1Key Lab of Process Analysis and Control of Sichuan Universities, Yibin University, Yibin, Sichuan 644000, China
2Yibin University Hospital, Yibin, Sichuan 644000, China
3The First Affiliated Hospital, Chongqing Medical University, Chongqing 400016, China

Received 9 March 2015; Revised 25 May 2015; Accepted 27 May 2015

Academic Editor: Iciar Astiasaran

Copyright © 2015 Hui Chen et al. This is an open access article distributed under the Creative Commons Attribution License, which permits unrestricted use, distribution, and reproduction in any medium, provided the original work is properly cited.

Abstract

Near-infrared (NIR) spectroscopy technique offers many potential advantages as tool for biomedical analysis since it enables the subtle biochemical signatures related to pathology to be detected and extracted. In conjunction with advanced chemometrics, NIR spectroscopy opens the possibility of their use in cancer diagnosis. The study focuses on the application of near-infrared (NIR) spectroscopy and classification models for discriminating colorectal cancer. A total of 107 surgical specimens and a corresponding NIR diffuse reflection spectral dataset were prepared. Three preprocessing methods were attempted and least-squares support vector machine (LS-SVM) was used to build a classification model. The hybrid preprocessing of first derivative and principal component analysis (PCA) resulted in the best LS-SVM model with the sensitivity and specificity of 0.96 and 0.96 for the training and 0.94 and 0.96 for test sets, respectively. The similarity performance on both subsets indicated that overfitting did not occur, assuring the robustness and reliability of the developed LS-SVM model. The area of receiver operating characteristic (ROC) curve was 0.99, demonstrating once again the high prediction power of the model. The result confirms the applicability of the combination of NIR spectroscopy, LS-SVM, PCA, and first derivative preprocessing for cancer diagnosis.

1. Introduction

Cancer is a type of gene diseases in which cells grow and divide uncontrollably [1]. In the last years, cancer has become one of the leading causes of death [2]. It is estimated that about 5.2 million patients die from cancer per year in the world and more than half million patients die in developing countries [3]. One of focal tasks of cancer-related researches is to develop inexpensive, accurate, fast, and convenient diagnostic methods to improve the survival probability. As far as cancer diagnosis is regarded, histopathological evaluation is still the gold standard [4]. It involves the sampling of tissues and examination by pathologists. Such a procedure includes tissue staining and morphological pattern recognition. In the process of tissue transformation, substantial modifications at molecular level are expected to occur before apparent visible morphological changes. Moreover, histopathological evaluation mainly depends on expert’s subjective judgment and experience and its result is therefore subjective to some extent [5]. There is an urgent need to develop novel and objective methods for cancer diagnosis. In recent years, great emphasis has been placed on seeking diagnostic methods that may enhance the ability to differentiate between normal and cancerous tissues.

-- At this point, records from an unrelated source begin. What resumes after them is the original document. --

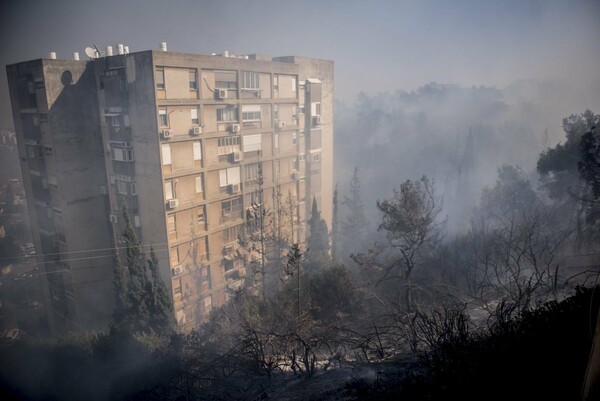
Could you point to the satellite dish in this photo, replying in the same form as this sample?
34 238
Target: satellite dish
91 52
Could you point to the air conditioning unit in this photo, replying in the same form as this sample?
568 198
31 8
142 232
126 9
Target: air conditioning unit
236 156
228 249
235 188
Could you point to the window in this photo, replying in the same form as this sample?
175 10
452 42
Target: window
159 77
232 206
250 80
229 176
169 190
207 304
315 108
122 154
228 145
231 234
114 121
252 143
162 117
122 188
251 171
177 286
251 113
34 152
193 80
166 152
197 150
225 80
174 256
171 225
227 113
200 216
205 274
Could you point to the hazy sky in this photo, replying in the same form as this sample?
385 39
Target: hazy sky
376 45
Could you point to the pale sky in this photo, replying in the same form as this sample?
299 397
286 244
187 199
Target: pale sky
376 45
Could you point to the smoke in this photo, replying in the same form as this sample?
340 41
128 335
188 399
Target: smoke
456 135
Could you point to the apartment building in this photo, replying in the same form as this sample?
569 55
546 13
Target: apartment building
189 144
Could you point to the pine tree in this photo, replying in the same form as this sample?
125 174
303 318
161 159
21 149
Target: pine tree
334 227
318 240
120 288
161 316
355 227
138 295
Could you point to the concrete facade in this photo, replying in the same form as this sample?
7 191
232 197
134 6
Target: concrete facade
185 142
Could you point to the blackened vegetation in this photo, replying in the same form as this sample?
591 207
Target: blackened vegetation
536 355
416 314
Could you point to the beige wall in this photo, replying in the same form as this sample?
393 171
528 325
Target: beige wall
177 84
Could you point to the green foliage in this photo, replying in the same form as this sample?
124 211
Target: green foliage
142 303
558 166
332 293
318 240
589 163
356 225
409 220
161 309
541 354
120 289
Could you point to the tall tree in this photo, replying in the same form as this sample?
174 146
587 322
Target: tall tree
334 227
318 240
120 288
161 309
356 225
558 169
138 296
412 229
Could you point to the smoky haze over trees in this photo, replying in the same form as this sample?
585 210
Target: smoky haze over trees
463 258
456 135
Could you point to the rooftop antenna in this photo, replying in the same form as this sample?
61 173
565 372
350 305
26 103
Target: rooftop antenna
93 52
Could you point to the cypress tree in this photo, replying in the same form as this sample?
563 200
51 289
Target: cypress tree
120 288
137 286
318 240
161 316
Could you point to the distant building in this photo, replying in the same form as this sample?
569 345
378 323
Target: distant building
180 139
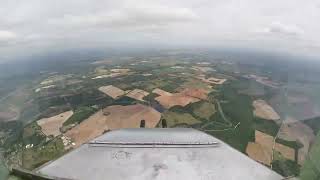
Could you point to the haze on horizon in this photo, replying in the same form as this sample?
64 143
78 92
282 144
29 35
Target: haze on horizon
42 26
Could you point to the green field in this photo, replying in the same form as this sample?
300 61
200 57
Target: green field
36 156
311 168
79 115
204 110
3 170
176 118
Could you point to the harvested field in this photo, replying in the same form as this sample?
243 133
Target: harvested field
107 75
168 100
258 153
205 110
112 91
52 125
8 115
122 71
261 150
298 131
113 117
212 80
175 118
137 94
195 83
264 110
161 92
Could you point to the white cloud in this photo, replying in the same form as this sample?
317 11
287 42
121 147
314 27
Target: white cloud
38 24
7 35
278 28
128 17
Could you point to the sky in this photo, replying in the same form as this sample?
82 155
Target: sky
44 26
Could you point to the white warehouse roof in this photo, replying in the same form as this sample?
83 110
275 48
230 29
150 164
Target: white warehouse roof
156 154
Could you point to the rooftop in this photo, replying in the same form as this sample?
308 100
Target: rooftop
154 154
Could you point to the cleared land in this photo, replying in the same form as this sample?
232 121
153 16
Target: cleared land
168 100
112 91
137 94
8 115
52 125
298 132
261 150
113 117
205 110
212 80
175 118
263 110
195 92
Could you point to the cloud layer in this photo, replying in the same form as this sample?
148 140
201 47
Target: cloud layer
43 26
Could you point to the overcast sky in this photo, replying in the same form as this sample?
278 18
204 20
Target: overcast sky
40 26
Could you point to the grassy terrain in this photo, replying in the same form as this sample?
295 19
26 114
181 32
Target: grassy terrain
79 115
238 108
4 172
176 118
314 124
311 167
266 126
204 110
35 157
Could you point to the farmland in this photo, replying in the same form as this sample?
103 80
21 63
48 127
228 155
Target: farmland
250 107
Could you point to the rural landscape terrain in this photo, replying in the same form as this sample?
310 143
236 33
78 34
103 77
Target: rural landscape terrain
266 110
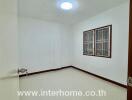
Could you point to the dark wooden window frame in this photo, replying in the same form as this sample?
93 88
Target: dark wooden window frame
110 45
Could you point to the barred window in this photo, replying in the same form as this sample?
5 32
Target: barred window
97 42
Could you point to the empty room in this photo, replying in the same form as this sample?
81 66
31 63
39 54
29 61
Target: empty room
65 50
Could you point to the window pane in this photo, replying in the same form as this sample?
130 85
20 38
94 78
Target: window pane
88 42
102 42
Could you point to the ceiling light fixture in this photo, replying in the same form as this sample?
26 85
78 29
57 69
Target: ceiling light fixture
66 5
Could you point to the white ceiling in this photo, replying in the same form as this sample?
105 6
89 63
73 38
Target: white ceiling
48 10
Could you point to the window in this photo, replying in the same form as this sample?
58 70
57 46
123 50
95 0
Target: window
97 42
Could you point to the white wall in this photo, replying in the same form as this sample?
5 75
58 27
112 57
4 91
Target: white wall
44 45
79 81
8 50
116 67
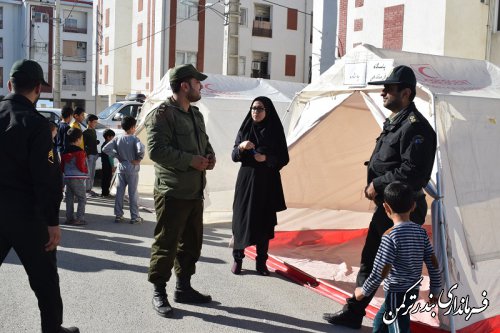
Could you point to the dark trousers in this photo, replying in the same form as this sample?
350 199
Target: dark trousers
262 249
107 175
28 240
178 238
393 302
378 226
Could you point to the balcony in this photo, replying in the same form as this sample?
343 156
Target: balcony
262 29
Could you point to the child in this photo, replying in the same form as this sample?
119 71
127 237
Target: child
399 260
78 118
74 167
66 115
107 164
129 151
91 142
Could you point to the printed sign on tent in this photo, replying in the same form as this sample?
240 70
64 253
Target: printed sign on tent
377 70
355 74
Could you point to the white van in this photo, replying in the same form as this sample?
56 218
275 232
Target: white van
112 116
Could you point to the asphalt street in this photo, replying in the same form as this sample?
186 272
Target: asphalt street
103 272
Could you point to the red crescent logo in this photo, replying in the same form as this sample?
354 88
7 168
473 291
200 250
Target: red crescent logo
422 69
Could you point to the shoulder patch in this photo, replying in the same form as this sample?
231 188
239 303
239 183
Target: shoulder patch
388 231
51 156
413 119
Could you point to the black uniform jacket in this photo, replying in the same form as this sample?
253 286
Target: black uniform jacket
30 179
404 151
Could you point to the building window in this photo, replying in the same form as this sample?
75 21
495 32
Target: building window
74 50
138 75
260 62
242 66
262 22
40 17
291 22
185 57
139 34
243 16
75 22
290 61
73 80
187 9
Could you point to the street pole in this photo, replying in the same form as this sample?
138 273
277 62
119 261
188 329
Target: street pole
57 57
97 51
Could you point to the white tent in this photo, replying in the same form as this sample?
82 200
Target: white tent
333 126
224 104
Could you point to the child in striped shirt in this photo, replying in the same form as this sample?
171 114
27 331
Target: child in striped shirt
399 260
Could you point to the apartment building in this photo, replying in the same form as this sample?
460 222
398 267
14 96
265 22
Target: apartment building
456 28
267 39
28 29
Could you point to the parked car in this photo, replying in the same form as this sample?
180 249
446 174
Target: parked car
54 114
112 116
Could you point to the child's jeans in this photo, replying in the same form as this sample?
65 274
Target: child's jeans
75 187
393 301
123 180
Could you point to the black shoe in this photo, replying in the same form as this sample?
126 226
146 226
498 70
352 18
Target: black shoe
190 296
344 318
161 305
261 268
236 269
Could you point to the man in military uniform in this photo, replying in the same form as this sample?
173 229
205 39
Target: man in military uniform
179 147
30 191
405 152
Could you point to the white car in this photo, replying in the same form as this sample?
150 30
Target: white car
54 115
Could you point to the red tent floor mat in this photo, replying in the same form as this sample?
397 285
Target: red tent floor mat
349 244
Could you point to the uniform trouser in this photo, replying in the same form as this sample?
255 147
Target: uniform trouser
122 181
91 160
75 188
178 238
393 301
378 226
28 239
107 174
262 249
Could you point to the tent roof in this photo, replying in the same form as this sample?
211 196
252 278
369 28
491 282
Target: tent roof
437 74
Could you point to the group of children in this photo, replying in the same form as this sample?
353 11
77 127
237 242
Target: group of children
76 145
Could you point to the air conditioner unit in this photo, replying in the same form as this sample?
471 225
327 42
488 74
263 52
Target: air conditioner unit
256 65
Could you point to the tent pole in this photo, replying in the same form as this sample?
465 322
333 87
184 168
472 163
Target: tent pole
441 219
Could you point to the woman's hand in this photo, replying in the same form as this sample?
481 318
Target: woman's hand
260 157
246 145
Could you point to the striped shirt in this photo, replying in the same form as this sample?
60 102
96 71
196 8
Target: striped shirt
405 248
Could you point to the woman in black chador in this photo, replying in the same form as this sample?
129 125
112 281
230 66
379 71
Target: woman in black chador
261 148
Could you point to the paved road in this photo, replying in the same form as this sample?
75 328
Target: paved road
103 271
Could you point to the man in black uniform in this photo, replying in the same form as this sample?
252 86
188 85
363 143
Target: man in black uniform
404 151
31 191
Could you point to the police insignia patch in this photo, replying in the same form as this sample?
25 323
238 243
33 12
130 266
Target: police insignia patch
51 156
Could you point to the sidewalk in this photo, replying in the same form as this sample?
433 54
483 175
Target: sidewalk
103 271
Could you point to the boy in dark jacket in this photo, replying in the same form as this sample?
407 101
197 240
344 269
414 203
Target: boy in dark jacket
74 167
107 164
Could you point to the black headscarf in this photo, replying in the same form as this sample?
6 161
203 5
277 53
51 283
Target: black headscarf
268 135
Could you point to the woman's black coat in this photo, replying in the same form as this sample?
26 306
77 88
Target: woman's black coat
258 192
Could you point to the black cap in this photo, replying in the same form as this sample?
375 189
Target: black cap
182 71
28 70
399 75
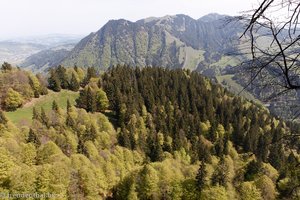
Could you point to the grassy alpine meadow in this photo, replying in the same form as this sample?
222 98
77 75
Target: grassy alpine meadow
24 115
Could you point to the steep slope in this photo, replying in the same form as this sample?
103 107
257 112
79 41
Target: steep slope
171 41
46 59
16 50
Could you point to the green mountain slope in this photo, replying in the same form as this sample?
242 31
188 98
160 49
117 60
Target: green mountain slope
175 135
171 41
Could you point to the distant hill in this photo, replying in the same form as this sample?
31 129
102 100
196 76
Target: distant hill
16 50
171 41
46 59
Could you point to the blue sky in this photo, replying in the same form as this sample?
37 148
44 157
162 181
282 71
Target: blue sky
21 18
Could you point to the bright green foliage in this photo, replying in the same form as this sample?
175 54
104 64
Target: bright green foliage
148 184
102 100
54 82
248 191
6 67
3 119
74 84
93 100
215 193
13 100
181 137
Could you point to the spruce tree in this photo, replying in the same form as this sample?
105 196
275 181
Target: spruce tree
54 82
32 137
201 176
91 101
6 67
74 85
54 106
68 106
44 118
3 119
35 114
61 73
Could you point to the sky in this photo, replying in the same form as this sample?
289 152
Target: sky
22 18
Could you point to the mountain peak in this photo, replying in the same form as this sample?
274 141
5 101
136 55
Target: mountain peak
212 17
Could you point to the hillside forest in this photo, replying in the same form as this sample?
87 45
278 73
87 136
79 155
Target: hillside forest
141 133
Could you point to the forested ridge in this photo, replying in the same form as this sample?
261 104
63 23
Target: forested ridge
149 133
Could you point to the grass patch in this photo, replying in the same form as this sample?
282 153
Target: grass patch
24 115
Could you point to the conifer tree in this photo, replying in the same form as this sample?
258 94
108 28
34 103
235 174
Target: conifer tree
54 81
32 137
13 100
3 119
102 100
62 76
35 114
201 176
6 67
68 105
70 122
91 103
44 118
54 106
74 85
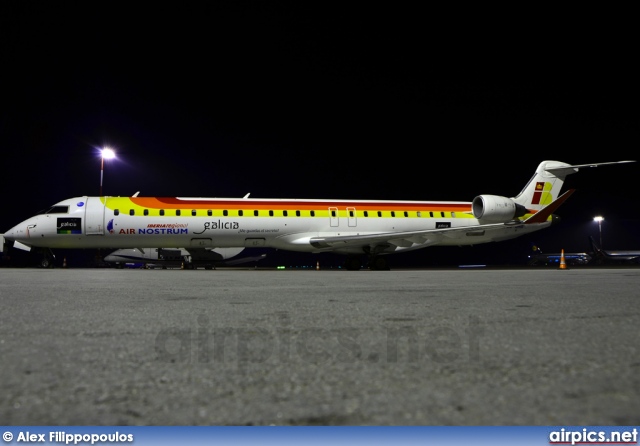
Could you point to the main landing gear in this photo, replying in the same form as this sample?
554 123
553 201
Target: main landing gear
374 263
48 258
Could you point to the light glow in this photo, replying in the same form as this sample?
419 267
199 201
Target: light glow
108 153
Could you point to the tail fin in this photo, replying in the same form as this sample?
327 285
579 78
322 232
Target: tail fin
544 187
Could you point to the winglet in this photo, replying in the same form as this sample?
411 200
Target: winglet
544 213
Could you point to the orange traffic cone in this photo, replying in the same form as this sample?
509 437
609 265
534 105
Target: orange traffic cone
563 264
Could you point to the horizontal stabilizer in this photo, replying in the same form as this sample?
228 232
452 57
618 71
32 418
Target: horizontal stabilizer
542 215
566 169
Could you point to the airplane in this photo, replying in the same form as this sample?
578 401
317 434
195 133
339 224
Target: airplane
358 229
600 256
181 257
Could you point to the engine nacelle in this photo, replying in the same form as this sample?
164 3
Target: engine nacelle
496 209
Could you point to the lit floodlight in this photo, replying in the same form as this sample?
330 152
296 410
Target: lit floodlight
107 153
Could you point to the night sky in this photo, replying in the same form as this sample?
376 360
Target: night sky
319 100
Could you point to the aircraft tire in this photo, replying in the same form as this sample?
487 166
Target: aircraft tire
352 263
378 263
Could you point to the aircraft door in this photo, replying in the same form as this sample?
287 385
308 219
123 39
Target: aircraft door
94 216
333 217
351 213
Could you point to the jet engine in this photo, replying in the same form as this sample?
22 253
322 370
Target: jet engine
496 209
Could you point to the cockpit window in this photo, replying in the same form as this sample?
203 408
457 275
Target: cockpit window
55 210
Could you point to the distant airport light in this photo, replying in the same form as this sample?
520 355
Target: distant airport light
108 154
599 219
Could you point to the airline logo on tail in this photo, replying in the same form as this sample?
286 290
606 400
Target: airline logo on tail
542 194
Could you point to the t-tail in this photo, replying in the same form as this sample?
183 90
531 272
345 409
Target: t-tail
545 185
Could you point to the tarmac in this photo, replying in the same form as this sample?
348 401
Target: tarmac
477 346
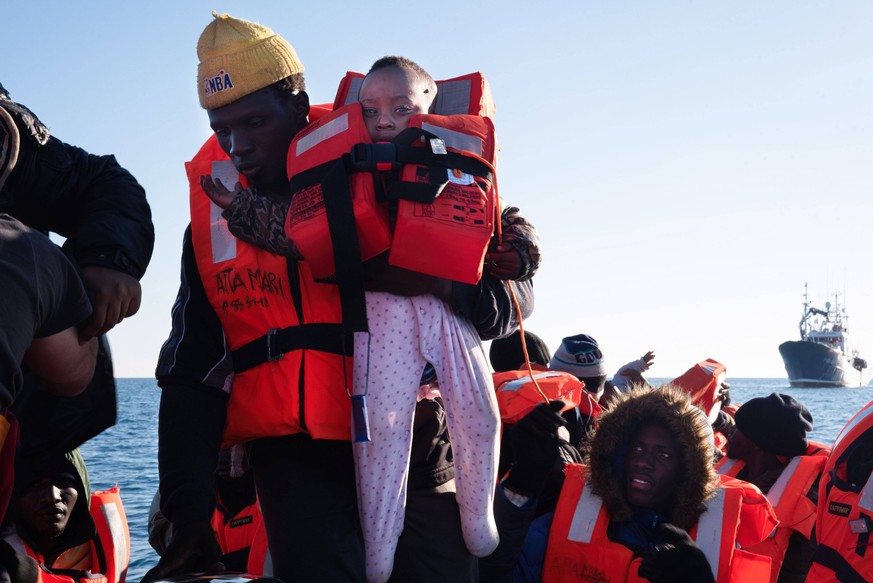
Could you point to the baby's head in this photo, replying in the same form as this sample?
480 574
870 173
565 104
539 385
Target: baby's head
394 89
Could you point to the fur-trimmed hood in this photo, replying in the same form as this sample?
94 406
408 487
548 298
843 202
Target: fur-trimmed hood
669 406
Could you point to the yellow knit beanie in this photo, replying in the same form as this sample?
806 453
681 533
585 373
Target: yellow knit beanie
238 57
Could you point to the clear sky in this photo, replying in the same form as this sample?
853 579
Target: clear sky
689 164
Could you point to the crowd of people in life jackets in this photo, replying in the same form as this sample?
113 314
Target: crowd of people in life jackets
328 411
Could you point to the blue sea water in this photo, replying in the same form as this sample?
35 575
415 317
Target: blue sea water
126 454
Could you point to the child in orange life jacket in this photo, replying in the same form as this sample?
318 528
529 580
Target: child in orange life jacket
54 525
405 334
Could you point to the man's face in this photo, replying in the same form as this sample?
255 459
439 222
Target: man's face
255 131
389 97
46 506
652 468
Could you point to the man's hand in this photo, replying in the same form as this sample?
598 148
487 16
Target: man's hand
116 296
504 262
191 550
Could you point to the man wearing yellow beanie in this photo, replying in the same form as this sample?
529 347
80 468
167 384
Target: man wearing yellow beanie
255 354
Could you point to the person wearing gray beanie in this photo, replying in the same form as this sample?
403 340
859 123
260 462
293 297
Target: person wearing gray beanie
769 448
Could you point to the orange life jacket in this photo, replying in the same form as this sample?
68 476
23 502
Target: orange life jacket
579 548
702 382
517 394
844 519
446 195
447 236
109 550
283 328
244 531
788 496
313 160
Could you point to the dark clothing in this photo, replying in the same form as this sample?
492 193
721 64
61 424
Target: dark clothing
41 296
194 368
102 211
317 536
91 200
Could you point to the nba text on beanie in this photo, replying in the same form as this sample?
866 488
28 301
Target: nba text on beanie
238 57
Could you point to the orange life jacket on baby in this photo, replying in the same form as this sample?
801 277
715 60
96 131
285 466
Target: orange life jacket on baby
844 520
517 394
284 328
446 191
702 382
580 550
788 496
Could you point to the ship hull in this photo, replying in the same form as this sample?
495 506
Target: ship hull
809 364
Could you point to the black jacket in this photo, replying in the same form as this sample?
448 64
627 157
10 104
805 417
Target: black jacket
91 200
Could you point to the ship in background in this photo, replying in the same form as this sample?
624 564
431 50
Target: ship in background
823 357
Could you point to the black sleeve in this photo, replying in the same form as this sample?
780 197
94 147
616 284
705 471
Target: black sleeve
91 200
61 295
490 307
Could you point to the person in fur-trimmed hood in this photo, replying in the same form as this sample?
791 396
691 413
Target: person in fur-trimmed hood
611 452
626 514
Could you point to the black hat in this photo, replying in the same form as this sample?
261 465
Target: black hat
777 424
506 353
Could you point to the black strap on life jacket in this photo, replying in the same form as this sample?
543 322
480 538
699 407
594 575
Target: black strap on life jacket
828 557
277 341
382 156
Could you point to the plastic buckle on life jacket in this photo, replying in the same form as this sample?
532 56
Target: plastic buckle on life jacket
272 344
368 157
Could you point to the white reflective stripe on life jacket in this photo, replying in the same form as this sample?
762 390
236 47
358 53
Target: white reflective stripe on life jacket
518 383
324 132
865 500
456 140
223 242
774 494
710 530
585 517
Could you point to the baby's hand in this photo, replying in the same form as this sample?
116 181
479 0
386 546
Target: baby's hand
504 261
216 191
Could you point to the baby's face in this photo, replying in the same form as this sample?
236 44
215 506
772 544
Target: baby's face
388 98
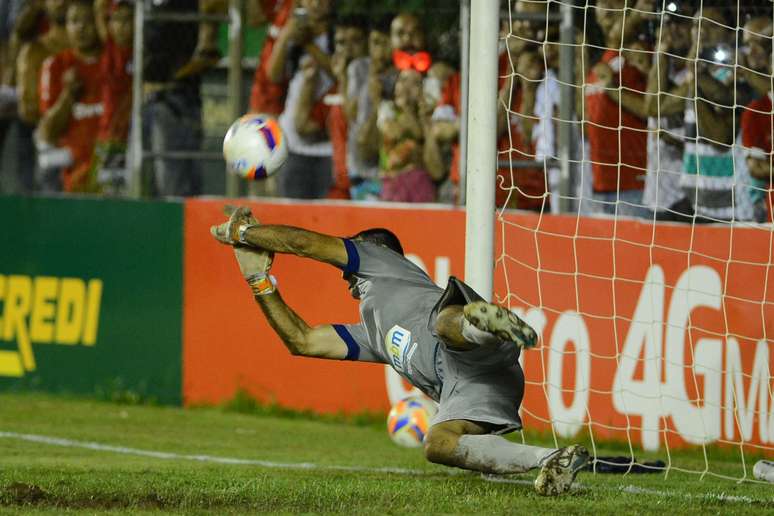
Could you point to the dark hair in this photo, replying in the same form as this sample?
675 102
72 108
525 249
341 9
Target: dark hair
380 236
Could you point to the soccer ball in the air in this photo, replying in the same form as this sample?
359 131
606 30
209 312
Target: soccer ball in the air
409 421
254 146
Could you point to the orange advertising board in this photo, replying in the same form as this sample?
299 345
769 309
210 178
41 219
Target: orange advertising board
647 332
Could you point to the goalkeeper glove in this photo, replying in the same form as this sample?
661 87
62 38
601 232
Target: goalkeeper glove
233 230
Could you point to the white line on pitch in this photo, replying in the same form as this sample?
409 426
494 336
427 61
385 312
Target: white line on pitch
89 445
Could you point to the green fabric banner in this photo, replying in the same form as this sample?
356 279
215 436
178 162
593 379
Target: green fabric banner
91 297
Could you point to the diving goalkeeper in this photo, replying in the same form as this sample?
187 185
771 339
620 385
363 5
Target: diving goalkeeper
458 349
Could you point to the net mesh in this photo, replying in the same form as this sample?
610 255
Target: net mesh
648 127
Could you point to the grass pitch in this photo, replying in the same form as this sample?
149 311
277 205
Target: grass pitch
307 466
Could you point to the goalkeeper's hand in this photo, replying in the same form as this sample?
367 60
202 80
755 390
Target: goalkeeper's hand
228 232
255 265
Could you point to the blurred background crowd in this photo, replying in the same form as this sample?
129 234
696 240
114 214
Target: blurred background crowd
672 101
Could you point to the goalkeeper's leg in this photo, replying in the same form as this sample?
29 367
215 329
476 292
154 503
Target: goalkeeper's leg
468 445
482 324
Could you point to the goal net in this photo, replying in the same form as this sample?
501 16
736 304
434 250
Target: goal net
646 129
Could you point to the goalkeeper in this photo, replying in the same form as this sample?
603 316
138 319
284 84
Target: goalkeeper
458 349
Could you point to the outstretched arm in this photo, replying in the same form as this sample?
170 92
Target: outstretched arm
242 229
297 241
300 338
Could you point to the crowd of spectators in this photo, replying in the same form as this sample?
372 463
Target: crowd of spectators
673 103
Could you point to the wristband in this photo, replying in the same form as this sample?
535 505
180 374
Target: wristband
262 284
241 235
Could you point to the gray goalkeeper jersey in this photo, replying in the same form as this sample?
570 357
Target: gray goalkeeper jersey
396 300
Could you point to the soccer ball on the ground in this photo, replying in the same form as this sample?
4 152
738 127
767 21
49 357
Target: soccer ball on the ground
409 421
254 146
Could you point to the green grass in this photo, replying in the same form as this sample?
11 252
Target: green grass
38 478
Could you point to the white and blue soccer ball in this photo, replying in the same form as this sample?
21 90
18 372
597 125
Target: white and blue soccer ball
409 421
254 147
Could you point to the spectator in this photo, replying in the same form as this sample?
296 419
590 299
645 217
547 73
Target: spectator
520 69
266 95
371 82
349 43
522 188
546 110
714 175
368 78
755 58
437 150
441 139
70 98
172 113
18 25
402 124
665 106
36 45
756 127
756 121
302 51
617 176
117 29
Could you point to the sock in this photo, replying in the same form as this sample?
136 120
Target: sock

Various molecular spectroscopes as powerful tools for investigating chemical changes at molecular level have been applied to detect cancer [68]. For example, infrared spectroscopy (IR) techniques are widely applied to analyze biological tissues; the resulting spectra are composed of characteristic bands originating from all vibration modes of bimolecular components present in the tissue including proteins, lipids, and nucleic acids. Each biomolecule gives a characteristic IR spectrum, which contains infrared information of various functional groups in the molecule. The frequency and intensity of spectral bands are related to the vibration frequencies and polar properties as well as relative concentration. A total spectrum of tissue can convey information of characteristic changes in molecular composition and structure accompanying transformation from normal to cancerous state.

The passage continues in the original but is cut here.